MXB v East Sussex Hospitals NHS Trust

Reference: [2012] EWHC 3279 (QB)

Court: Queen's Bench Division

Judge: Tugendhat J

Date of judgment: 20 Jun 2012

Summary: Open justice - reporting - clinical negligence - child - settlement - approval - Children and Young Persons Act 1933 - section 39 - reporting online - anonymity - CPR 39.2(4) - CPR 5.4C - orders for anonymity and reporting restrictions made - orders prohibiting third party access to court file made

Download: Download this judgment

Instructing Solicitors: Christian Khan for the Claimant; Capsticks for the Defendant


On an application for approval of the settlement of a claim by a minor for damages against an NHS Trust , the court was asked to make orders under s 39 of the Children and Young Persons Act 1933 prohibiting the identification of the child, and under CPR 5.4C(4) prohibiting third party access to the court file.

In further approval applications in separate actions applications were made for anonymit orders under CPR 39.2(4) and orders under CPR 5.4C(4) restricting access to the court file.


(1)  Were orders of the kind sought on behalf of the claimants appropriate on the facts of the cases?

(2)  What jurisdiction should the court exercise and what form of order should be made?


(1)  Orders were appropriate.  It was expected that the Claimant would have capacity at the age of 21. The evidence demonstrated it was necesary to avoid the Claimant’s identification to prevent the risk of the Claimant becoming the victim of those who would attempt to misuse the funds awarded.There was no sufficient general public interest in publishing a report of the proceedings which identified the Claimant to justify the resulting curtailment of the rights of the Claimant to respect for their private and family life, and the risk of defeating the purpose of the proceedings (to ensure the Claimant received and kept the money necessary to compensate the Claimant for the personal injuries suffered).
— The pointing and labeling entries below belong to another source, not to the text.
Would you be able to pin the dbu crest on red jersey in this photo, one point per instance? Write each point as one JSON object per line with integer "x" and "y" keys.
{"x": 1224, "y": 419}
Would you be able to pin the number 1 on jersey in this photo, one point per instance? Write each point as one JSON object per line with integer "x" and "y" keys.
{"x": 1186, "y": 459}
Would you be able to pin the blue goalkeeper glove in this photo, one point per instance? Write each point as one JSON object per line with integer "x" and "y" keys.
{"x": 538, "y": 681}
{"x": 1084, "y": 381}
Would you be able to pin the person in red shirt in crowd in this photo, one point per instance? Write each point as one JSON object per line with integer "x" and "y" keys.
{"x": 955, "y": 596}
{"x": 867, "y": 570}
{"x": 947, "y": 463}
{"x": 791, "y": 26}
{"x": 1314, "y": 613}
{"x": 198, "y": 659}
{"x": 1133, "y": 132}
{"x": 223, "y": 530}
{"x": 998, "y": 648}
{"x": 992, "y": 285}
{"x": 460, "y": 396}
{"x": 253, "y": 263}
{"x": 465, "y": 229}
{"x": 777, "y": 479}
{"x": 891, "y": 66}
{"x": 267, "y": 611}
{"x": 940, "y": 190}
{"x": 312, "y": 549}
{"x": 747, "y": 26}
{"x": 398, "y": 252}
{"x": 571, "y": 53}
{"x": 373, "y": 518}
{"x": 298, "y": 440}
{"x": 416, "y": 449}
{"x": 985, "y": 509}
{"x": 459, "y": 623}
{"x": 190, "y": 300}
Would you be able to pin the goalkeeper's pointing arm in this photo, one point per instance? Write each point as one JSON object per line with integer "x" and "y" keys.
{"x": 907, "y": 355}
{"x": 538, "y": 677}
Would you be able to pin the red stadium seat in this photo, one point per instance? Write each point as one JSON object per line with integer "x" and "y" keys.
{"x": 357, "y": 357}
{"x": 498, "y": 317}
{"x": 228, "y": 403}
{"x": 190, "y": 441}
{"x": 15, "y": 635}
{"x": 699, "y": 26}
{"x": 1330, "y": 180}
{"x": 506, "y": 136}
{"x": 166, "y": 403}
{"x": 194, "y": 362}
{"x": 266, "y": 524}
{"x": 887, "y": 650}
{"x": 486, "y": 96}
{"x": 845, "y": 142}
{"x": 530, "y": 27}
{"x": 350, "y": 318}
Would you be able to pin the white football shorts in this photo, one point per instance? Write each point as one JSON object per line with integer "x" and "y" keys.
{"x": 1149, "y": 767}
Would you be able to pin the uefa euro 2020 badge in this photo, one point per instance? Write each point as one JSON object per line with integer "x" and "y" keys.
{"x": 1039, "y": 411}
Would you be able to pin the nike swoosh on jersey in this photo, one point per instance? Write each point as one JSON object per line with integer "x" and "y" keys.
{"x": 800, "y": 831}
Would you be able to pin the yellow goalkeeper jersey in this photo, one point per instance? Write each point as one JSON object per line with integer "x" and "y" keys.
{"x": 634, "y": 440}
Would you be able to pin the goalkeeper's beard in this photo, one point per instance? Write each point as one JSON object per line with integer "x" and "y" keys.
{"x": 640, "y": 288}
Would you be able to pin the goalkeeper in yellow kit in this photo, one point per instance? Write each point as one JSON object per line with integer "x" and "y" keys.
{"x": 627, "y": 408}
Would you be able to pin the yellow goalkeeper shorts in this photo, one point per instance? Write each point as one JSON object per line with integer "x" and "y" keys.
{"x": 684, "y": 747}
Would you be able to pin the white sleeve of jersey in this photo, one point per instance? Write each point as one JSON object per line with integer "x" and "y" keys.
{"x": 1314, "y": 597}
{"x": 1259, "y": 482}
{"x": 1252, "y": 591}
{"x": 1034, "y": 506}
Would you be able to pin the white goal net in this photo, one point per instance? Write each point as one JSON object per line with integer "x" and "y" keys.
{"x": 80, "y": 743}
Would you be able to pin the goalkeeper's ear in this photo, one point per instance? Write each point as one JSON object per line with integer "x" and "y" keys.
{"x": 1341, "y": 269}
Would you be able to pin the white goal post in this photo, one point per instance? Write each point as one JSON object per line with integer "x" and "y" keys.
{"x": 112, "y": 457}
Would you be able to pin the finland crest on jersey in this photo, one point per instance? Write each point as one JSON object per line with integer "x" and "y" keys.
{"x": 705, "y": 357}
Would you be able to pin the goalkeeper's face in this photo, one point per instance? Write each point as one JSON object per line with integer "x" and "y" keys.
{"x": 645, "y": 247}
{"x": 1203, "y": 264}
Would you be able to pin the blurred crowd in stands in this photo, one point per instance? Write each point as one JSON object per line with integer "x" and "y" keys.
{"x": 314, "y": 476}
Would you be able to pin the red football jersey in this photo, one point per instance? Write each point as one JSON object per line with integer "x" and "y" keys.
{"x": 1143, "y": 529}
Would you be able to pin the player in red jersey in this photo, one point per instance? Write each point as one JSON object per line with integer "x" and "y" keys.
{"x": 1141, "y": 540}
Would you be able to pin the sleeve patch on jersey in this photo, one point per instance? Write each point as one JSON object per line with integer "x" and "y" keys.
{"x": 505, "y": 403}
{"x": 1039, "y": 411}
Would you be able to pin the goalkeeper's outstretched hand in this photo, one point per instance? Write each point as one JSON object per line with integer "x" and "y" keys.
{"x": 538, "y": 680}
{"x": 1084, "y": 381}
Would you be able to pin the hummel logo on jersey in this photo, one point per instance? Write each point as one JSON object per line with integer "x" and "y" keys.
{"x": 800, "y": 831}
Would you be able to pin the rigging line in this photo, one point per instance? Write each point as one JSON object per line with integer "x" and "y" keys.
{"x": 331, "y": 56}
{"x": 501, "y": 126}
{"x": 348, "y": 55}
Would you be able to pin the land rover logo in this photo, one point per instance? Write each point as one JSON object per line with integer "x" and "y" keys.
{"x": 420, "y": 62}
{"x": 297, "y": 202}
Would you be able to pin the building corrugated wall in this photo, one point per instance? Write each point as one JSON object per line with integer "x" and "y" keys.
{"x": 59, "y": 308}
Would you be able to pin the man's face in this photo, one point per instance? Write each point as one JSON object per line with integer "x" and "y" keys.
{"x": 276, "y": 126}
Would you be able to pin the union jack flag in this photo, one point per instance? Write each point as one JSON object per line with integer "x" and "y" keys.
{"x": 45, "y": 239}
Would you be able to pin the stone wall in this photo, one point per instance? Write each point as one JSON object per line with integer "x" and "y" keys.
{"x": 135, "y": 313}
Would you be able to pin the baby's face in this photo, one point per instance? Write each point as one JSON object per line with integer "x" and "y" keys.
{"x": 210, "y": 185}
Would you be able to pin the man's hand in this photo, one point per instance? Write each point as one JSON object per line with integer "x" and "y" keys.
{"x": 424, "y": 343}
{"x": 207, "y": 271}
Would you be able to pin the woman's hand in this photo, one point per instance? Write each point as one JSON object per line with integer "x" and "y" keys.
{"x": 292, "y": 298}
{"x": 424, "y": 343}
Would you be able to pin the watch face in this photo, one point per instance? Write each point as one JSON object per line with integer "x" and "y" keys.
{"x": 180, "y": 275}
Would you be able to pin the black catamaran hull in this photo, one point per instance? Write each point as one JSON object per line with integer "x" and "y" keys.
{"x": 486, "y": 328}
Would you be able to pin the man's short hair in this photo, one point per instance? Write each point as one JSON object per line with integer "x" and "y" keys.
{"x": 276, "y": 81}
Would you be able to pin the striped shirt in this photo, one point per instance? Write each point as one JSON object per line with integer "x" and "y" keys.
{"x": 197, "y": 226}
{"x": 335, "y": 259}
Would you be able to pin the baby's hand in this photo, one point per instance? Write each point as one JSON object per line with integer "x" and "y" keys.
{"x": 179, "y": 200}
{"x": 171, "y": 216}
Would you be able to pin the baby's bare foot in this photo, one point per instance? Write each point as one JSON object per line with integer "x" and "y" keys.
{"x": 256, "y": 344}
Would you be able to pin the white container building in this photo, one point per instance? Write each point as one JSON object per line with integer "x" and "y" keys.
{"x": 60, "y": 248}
(2) Although the power to grant reporting restrictions contained in s 39 of the 1933 Act had been extended beyond newspaper reports to cover broadcasts, there was force in the argument that it does not extend to empowering a court to prohibit reporting online, or in a medium other than a newspaper or broadcast. In making the appropriate order it was better to act under CPR 39.2(4) and not to use the wording derived from s 39 or to refer to s 39 at all.

Per curiam. Parliament recognised in the Contempt of Court Act 1981 and the Defamation Act 1996 that reports of proceedings otherwise than in a newspaper required recognition. Section 4 of the 1981 At and s 15 of the 1996 Act both accorded protection to reports, without limiting the protection to reports in any specified medium. The submission that s 39 of the 1933 Act was more limited in scope was of obvious relevance to the criminal courts in which orders under s 39 are commonly made, and the Judge had drawn the judgment to the attention of those who might be concerned.


A judgment that highlights a potentially important limitation on s 39 of the 1933 Act. No doubt this will receive attention from the legislature, given the central importance of that provision in protecting children and young people against inappropriate publicity for their involvement in criminal proceedings.  Meanwhile, civil practitioners are given a firm steer away from reliance on s 39, given that CPR 39.2(4) contains a similar power which appears to give jurisdiction for reporting restrictions to be imposed regardless of the medium used to report.